To that end, let's associate with every non-negative integer $$$x$$$ a set $$$\varphi(x)$$$ containing all positions that are 1 in its binary representation. For example,
$$$\varphi(0) = \emptyset$$$
$$$\varphi(1) = \{ 0 \}$$$
$$$\varphi(2) = \{ 1 \}$$$
$$$\varphi(3) = \{ 0, 1 \}$$$
$$$\varphi(4) = \{ 2 \}$$$
$$$\varphi(5) = \{ 0, 2 \}$$$
and so on. Moreover, observe that such a map $$$\varphi$$$ is invertible, with $$$\displaystyle \varphi^{-1}(S) = \sum_{i \in S} 2^i $$$.
Now, why is this association insightful? There are three applications which I think this association makes the understanding of bitmasks much easier:
Properties of bitwise operations
Submasks and supermasks and brute force over subsets
Disclaimer: it's not useful to think about ALL bitwise problems in this way. For example, the techniques in this blog are irrelevant to a problem like this.
Properties of bitwise operations
A very nice thing about the map $$$\varphi$$$ is that it behaves nicely with bitwise operations.

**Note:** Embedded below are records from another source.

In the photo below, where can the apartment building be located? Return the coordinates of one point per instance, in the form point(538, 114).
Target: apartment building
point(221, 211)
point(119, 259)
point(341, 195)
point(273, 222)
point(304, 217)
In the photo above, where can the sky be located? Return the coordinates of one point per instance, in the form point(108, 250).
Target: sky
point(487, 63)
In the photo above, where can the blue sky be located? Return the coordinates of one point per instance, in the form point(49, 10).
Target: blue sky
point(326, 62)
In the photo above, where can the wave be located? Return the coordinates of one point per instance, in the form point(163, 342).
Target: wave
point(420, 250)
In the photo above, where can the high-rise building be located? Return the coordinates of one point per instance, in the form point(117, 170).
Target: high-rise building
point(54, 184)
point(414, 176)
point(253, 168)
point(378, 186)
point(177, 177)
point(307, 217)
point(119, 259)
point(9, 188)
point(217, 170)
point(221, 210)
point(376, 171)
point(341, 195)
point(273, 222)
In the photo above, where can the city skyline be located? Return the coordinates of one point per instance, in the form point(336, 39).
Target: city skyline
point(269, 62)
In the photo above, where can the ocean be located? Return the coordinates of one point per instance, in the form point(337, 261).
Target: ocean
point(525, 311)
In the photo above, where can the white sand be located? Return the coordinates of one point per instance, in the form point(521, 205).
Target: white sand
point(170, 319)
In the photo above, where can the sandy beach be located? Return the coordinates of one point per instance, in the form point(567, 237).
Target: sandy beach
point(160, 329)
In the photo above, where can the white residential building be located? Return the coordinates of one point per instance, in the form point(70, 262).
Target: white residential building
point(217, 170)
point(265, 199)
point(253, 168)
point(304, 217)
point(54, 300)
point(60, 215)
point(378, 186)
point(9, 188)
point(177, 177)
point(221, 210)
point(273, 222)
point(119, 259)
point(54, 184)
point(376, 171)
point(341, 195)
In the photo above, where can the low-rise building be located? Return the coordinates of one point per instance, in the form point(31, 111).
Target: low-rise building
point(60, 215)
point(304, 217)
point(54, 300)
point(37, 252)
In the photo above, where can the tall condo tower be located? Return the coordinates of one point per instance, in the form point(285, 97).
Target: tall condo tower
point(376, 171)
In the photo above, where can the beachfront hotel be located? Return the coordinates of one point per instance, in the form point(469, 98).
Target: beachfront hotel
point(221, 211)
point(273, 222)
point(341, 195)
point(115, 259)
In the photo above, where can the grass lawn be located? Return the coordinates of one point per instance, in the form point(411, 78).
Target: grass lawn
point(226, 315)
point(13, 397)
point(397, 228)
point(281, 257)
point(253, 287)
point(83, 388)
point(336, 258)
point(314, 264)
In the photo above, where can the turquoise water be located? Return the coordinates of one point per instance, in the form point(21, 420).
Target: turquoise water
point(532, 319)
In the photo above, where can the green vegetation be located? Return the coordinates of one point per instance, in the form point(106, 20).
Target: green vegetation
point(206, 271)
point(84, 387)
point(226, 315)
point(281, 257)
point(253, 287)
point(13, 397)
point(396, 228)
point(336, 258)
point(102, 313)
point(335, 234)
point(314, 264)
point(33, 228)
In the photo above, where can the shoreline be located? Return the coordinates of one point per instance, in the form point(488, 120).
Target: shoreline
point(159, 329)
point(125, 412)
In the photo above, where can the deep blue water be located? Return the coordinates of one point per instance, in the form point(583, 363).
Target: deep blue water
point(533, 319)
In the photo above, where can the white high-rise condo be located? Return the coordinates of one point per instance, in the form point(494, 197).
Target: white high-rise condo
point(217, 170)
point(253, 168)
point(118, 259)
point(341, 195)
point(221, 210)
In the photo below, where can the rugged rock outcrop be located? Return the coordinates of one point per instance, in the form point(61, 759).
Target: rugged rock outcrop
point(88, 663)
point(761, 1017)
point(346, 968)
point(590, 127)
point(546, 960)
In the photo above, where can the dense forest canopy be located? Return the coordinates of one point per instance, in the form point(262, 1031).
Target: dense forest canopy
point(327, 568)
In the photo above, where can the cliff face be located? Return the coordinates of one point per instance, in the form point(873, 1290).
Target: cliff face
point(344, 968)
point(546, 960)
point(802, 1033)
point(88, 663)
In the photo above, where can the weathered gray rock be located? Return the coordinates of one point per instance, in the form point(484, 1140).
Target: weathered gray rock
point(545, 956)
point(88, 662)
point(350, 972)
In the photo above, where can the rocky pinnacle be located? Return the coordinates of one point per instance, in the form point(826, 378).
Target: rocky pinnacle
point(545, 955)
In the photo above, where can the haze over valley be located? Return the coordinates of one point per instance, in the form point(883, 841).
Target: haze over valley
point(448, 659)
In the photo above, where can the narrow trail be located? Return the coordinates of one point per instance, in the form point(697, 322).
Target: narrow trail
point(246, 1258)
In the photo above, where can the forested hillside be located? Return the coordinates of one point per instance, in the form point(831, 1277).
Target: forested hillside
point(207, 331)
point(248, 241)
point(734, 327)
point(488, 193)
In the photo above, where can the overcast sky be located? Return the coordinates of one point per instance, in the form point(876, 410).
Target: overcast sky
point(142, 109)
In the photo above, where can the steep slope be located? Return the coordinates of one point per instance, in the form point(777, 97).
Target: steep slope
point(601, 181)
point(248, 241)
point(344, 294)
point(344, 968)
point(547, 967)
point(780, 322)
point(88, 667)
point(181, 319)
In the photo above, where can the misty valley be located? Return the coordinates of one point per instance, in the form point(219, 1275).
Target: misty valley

In particular, for any two non-negative integers $$$x, y$$$, we have
$$$\displaystyle \varphi(x \, \& \, y) = \varphi(x) \cap \varphi(y)$$$ (bitwise AND is just the intersection of the sets)
$$$\varphi(x \, |\, y) = \varphi(x) \cup \varphi(y)$$$ (bitwise OR is just the union of the sets)
$$$\varphi(x \oplus y) = \varphi(x) \Delta \varphi(y)$$$ (the bitwise XOR is the symmetric difference between the sets)
You also may have observed before that there is a back-and-forth going between the word and and the intersection of two sets, and the word or and the union of two sets. Even in the definition of union and intersection, you see that
$$$A \cup B = \{ x : x \in A \textbf{ or } x \in B \}$$$
$$$A \cap B = \{ x : x \in A \textbf{ and } x \in B \}$$$
Even we see that in logic, there is an intuition of similarity between $$$\lor$$$ and $$$\cup$$$ and $$$\land$$$ and $$$\cap$$$, and $$$p \lor (q \land r) = (p \lor q) \land (p \lor r)$$$ while in sets, $$$A \cup (B \cap C) = (A \cup B) \cap (A \cup C)$$$ and even De Morgan's Laws on logic transfer to sets.
Since we're working with all finite sets, the above interchange between bitmasks and sets is basically how we express this intuitive notion of similarity between $$$\lor$$$ and $$$\cup$$$ and $$$\land$$$ and $$$\cap$$$.
In other words, this says that bitmasks and bitwise operations behave exactly like sets with $$$\cap, \cup, \Delta$$$.
Now, this is particularly useful since showing properties about bitwise operations is equivalent to showing properties about sets, and dealing with sets can be easier.
Example 1. (Warmup) For any non-negative integers $$$x, y, z$$$, $$$x \& (y \oplus z) = (x \& y) \oplus (x \& z)$$$
In this example, every bit behaves independently of one another, and so it's easy to try to verify it for just $$$x, y, z \in \{ 0, 1 \}$$$ and generalize.
However, using sets, showing that for any finite sets $$$X, Y, Z$$$ we have $$$X \cap (Y \Delta Z) = (X \cap Y) \Delta (X \cap Z)$$$ is sufficient.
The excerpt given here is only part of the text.